Call off the puppies I'm alive

I love you ladies too . I am sorry I dropped out for a while without giving you all the heads up first. I did not expect things to hit me as hard as they did . The fourth of July is not a day of freedom for me it is a day of morning. This was the 17th anniversary of the passing of my son. He passed away on the on the the 4th but was born on 5th if that wasn't rough enough It was also to be the day they were going to auction my home off . with that all weighing on my mind and heart on his birthday i found that someone had pried open his box yet when I asked the x2b of course he denied it and even went so far as to say I did it when I was high as if I could ever be that high .

well it took some time but I'm better now I can also give a bit of good news they have decided to hold off on the sale of my home till Sep 6 so I have some time hopefully it wont take this **** judge that long to make his ruling and no still nothing on that

This is a very hard and emotional time. God bless you and give you strength to solve and sort things out the best way possible. I am praying for you. Be safe and God bless you.

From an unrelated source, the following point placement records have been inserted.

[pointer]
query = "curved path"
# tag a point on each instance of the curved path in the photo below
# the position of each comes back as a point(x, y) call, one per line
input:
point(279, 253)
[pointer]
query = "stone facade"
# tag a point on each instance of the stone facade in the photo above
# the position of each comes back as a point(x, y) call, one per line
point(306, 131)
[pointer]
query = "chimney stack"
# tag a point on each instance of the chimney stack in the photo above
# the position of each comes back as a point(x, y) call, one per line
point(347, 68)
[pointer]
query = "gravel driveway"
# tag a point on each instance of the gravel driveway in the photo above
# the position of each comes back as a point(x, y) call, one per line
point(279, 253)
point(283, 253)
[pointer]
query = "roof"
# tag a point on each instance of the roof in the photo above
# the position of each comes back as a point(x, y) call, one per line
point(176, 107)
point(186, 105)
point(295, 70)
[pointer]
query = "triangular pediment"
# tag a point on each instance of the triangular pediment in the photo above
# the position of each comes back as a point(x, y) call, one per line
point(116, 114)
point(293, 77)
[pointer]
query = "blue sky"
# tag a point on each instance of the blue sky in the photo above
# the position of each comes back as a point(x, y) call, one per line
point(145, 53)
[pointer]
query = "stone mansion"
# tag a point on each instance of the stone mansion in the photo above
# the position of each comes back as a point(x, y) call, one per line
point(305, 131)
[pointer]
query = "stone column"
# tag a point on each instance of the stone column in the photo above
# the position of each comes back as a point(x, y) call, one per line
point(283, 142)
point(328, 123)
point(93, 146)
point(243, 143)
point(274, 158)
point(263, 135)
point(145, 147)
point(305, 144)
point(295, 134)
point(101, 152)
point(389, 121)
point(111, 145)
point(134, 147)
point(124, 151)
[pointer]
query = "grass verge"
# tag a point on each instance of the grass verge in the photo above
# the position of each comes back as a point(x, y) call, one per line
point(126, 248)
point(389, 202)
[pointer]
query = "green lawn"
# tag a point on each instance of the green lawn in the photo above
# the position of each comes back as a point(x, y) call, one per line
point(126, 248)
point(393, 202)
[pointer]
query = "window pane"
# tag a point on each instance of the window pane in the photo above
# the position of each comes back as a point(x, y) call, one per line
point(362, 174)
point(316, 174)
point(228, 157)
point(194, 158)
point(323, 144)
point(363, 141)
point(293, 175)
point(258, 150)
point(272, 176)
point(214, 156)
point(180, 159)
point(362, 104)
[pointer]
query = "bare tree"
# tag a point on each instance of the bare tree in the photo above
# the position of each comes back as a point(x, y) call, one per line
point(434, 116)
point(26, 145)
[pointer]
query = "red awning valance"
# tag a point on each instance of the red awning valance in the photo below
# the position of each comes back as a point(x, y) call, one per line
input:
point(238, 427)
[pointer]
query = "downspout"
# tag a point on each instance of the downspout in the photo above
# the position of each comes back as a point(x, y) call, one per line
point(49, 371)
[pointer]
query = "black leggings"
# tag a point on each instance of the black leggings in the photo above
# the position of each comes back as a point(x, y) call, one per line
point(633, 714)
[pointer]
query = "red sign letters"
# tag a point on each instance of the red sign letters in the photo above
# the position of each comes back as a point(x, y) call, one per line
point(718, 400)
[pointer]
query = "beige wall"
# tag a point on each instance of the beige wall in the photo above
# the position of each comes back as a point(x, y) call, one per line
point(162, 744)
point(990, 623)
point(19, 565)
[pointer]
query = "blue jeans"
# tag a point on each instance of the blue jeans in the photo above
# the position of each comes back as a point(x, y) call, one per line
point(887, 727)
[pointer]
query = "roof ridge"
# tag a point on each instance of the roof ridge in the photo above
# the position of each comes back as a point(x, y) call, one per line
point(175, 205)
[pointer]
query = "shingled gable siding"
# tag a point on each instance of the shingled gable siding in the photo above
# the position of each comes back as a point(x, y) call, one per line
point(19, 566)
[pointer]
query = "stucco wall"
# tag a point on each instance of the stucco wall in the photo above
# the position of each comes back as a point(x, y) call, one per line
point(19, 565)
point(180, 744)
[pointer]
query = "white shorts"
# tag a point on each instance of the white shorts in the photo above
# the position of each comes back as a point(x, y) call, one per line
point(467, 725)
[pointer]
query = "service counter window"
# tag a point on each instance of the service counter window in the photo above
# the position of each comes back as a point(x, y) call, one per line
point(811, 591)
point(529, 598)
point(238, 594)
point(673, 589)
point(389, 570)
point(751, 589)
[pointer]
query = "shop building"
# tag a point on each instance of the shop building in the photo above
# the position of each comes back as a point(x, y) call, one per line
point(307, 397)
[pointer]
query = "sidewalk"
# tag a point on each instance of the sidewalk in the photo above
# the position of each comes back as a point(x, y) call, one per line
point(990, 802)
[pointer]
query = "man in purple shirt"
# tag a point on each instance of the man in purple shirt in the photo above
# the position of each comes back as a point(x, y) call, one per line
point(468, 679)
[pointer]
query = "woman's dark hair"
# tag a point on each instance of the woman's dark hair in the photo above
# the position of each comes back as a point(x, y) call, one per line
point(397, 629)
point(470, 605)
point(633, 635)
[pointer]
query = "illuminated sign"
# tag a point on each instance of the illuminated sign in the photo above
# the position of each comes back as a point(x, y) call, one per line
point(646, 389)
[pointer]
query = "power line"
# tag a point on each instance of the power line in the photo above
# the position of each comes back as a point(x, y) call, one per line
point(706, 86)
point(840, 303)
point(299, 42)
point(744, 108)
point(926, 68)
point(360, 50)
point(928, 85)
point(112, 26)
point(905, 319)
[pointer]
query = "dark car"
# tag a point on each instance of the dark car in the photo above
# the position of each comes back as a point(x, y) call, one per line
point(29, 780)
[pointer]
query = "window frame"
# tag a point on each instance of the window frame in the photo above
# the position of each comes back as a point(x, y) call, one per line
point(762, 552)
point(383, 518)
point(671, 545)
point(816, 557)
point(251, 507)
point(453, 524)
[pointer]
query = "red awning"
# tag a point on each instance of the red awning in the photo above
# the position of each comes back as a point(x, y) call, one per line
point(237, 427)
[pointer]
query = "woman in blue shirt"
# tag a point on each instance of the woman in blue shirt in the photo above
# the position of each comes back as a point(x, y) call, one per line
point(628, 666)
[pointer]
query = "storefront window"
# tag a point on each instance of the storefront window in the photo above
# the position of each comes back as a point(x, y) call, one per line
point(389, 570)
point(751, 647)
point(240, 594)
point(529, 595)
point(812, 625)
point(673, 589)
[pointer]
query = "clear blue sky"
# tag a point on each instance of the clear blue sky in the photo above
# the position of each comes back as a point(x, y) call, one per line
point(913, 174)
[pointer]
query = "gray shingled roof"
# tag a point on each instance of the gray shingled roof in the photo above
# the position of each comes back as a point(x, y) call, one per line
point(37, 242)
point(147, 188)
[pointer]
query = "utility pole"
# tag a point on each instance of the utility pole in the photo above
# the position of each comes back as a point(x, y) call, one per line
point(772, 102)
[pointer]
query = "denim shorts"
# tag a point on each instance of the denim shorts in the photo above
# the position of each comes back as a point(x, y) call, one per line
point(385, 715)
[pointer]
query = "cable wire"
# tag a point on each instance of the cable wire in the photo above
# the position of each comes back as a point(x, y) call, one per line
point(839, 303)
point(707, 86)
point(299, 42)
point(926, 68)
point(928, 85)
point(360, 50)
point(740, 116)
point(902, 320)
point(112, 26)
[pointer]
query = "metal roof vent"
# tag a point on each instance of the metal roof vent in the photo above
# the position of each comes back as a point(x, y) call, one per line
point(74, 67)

Hi Tede and everyone else. I have been out of town and offline for 5 days. It was my first vacation since I filed for divorce, and it was very bittersweet. I missed my husband and when I'm feeling ******, I'd really rather be in the safety of my own home. I had to push myself to have a good time.

Tede: I am glad you have been given an extension in your home and I hope the extra time will allow you to find a more suitable arrangement.

For those who are following my saga, my soon to be ex made the promise of counseling and then he delayed. While I was on my vacation I confronted him. It appears he was telling me what he thought I wanted to hear and has no intention of going. Our divorce will be final in less than 3 weeks. I feel like I have been given a death sentence and I am waiting to be executed. It sucks.

Hi Teddy,

I'm really glad to see you here. We've been texting but I worried even then because of the things you were going through. Again I am so sorry for your loss.

I'm glad you don't need to be out of your home for a while yet. That must feel better. Gosh, I wish the courts would give you the answers you need to move forward. I have never heard of a temp relief hearing answer take so long and I guess my personal opinion is that it's been misplaced or something. I hope it gets straightoned out soon!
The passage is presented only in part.